Caros Sérgio e Clemente: Já que as relações entre a ciência e a arte estão ainda rendendo discussão – aliás, da melhor qualidade, o que não me surpreende quando se trata de argumentadores como vocês – vou afinal me intrometer na conversa. Além de muito complexa, a relação em apreço depende do ângulo considerado. No que se refere aos procedimentos e fins essenciais, elas sem dúvida diferem. A ciência vale-se de meios racionais e técnicos orientados para a descoberta da verdade. Já na arte prevalece a atividade sensível e seu fim último é comover através da expressão da beleza. Mas nem aí as diferenças são absolutas. Bertrand Russell, filósofo que revolucionou a filosofia do início do séc. xx através da matemática, confessa haver vivido iluminações de harmonia e beleza de transcendência metafísica. Tanto que ambicionou encontrar nas verdades da matemática o tipo de ideal que buscamos na religião e na arte. Sua frustração foi imensa ao verificar mais tarde que a matemática nunca poderia satisfazer a esse ideal. Em tempo: além de incursionar pela literatura, lembre-se de que ganhou o Nobel de Literatura.

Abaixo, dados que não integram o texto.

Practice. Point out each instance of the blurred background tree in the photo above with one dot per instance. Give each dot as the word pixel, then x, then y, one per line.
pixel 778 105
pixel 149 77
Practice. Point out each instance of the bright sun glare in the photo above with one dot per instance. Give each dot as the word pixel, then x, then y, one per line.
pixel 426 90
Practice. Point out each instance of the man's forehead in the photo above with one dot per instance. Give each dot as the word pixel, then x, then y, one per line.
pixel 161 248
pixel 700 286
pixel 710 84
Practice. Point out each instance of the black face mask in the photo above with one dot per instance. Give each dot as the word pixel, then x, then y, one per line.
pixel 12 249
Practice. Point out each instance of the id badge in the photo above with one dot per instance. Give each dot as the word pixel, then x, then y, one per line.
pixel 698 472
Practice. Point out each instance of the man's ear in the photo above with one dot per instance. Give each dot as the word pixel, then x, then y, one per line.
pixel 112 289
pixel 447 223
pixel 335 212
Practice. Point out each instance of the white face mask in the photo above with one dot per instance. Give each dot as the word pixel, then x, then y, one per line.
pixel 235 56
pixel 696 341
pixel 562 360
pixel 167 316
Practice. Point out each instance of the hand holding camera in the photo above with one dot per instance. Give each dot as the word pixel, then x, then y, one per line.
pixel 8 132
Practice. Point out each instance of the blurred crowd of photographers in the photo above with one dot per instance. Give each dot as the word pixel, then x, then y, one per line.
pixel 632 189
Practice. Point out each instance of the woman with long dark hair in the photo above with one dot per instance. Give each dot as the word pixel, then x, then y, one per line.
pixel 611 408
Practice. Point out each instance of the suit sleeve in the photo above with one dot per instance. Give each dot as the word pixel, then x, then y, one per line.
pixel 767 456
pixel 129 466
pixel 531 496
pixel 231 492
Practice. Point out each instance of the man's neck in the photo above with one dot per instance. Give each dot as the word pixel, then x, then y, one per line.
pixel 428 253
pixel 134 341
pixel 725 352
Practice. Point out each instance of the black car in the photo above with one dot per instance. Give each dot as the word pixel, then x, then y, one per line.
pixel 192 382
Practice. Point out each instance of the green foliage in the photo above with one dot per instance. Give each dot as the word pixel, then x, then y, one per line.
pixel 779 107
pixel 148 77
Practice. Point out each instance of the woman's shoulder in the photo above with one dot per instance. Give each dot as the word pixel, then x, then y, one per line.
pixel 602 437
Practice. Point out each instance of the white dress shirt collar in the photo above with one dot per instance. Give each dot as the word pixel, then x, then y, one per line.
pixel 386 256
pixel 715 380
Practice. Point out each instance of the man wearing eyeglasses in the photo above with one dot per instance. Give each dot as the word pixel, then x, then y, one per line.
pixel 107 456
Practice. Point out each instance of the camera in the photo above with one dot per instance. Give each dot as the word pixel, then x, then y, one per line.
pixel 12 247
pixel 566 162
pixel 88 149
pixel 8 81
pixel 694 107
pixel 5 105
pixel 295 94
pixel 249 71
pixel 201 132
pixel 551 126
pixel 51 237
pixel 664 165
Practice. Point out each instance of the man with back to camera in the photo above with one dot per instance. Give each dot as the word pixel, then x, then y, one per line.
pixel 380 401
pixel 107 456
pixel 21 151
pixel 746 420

Quanto à arte, embora visando fins antes de tudo estéticos, seus procedimentos e meios de criação não são absolutos. Há uma distinção histórica reconhecida entre os artistas clássicos e os românticos. Mesmo no que se refere à substância de algumas artes e ciências, o nó é mais frouxo. Leonard Bernstein, por exemplo, começou uma série célebre de palestras sobre a música assinalando a relação entre a música, a física e a lingüística. Por isso o verso de Manoel de Barros, citado por Sérgio já pela segunda vez em contexto semelhante, contém apenas meia verdade. Vale para poetas como ele, os românticos em geral, mas não vale para poetas “frios” como Eliot, João Cabral e Wallace Stevens. Vamos continuar discutindo, pois a cada argumento cabe sempre indagar: será?
Fernando
Gente, obrigado pelos esclarecimentos!
Mas insisto no meu ponto: a emoção que nos provoca uma descoberta científica, ou a enunciação feliz de uma verdade como a de James Lovelock, não entra no campo da arte poética. Poesia é mais que emoção. E, por outro lado, a afirmação de Manoel de Barros não é desmentida pela poesia de João Cabral, por “fria”, enxuta, “medida e calculada” que seja ela. João Cabral, antes de tudo, SENTE os seus objetos poéticos, e apenas usa sua técnica tão pessoal e sóbria para tematizá-los.